Ecosyste.ms: Awesome

An open API service indexing awesome lists of open source software.

Awesome Lists | Featured Topics | Projects

https://github.com/prantlf/oscript-parser

A parser for the OScript language written in JavaScript. With an AST walker, a syntax checker (lint) and a code-executing interpreter.
https://github.com/prantlf/oscript-parser

ast ast-walker interpreter lexer lint oscript parser parsing syntax-checker tokenizer walker

Last synced: about 2 months ago
JSON representation

A parser for the OScript language written in JavaScript. With an AST walker, a syntax checker (lint) and a code-executing interpreter.

Awesome Lists containing this project

README

        

# OScript Parser

[![NPM version](https://badge.fury.io/js/oscript-parser.png)](http://badge.fury.io/js/oscript-parser)
[![Build Status](https://github.com/prantlf/oscript-parser/workflows/Test/badge.svg)](https://github.com/prantlf/oscript-parser/actions)
[![codecov](https://codecov.io/gh/prantlf/oscript-parser/branch/master/graph/badge.svg)](https://codecov.io/gh/prantlf/oscript-parser)
[![Dependency Status](https://david-dm.org/prantlf/oscript-parser.svg)](https://david-dm.org/prantlf/oscript-parser)
[![devDependency Status](https://david-dm.org/prantlf/oscript-parser/dev-status.svg)](https://david-dm.org/prantlf/oscript-parser#info=devDependencies)
[![license](https://img.shields.io/badge/license-MIT-blue.svg)](./LICENSE)

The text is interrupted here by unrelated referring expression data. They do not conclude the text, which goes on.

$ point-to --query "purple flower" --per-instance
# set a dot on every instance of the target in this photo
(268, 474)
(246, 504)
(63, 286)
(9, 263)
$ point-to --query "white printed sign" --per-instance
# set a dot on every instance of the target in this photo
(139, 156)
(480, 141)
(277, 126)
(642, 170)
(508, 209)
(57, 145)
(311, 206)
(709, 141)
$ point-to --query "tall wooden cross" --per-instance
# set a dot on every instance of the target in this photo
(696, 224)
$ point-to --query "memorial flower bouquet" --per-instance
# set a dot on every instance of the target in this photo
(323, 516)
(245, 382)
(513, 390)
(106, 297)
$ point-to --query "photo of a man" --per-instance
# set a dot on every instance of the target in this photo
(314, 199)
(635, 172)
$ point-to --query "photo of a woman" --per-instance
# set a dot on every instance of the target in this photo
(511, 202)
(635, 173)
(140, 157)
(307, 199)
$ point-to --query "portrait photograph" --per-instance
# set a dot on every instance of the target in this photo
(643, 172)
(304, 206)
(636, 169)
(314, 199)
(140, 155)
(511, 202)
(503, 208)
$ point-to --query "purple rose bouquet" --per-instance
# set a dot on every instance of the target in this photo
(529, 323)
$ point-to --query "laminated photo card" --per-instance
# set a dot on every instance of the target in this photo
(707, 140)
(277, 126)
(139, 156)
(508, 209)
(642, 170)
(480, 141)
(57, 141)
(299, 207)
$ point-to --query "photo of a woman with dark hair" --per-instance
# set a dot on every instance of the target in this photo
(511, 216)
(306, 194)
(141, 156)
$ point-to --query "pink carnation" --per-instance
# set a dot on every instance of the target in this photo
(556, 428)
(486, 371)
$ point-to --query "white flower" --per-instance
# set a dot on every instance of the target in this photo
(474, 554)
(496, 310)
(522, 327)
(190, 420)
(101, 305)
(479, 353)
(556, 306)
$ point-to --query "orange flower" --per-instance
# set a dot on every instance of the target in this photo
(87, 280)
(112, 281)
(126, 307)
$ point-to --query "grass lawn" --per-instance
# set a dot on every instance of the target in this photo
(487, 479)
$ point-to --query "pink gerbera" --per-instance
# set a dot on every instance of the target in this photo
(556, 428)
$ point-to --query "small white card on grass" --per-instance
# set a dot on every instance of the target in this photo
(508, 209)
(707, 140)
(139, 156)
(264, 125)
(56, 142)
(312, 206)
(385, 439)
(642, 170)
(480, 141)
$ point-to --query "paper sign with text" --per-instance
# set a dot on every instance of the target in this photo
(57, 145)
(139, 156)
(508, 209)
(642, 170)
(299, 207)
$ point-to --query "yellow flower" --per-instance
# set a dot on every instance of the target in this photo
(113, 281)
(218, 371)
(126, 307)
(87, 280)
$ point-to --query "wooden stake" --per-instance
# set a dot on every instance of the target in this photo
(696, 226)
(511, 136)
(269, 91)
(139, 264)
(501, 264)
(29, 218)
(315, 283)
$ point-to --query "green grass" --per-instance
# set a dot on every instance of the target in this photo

A parser for the [OScript language] written in JavaScript. Returns an [abstract syntax tree] (AST). See also [oscript-ast-walker] for traversing the AST and [oscript-interpreter] for its execution.

## Synopsis

```js
import { parseText } from 'oscript-parser'
const program = parseText('i = 0', { sourceType: 'script' })
console.log(JSON.stringify(program))
```

## Installation

Use your favourite package manager to install this package locally in your Node.js project:

```
npm i oscript-parser
pnpm i oscript-parser
yarn add oscript-parser
```

If you want to use the executables `osparse` or `oslint` from `PATH`, install this package globally instead.

## API

The OScript AST resembles the [AST for JavaScript], but it includes nodes specific to the OScript syntax. See the [language grammar] and the [AST node declarations].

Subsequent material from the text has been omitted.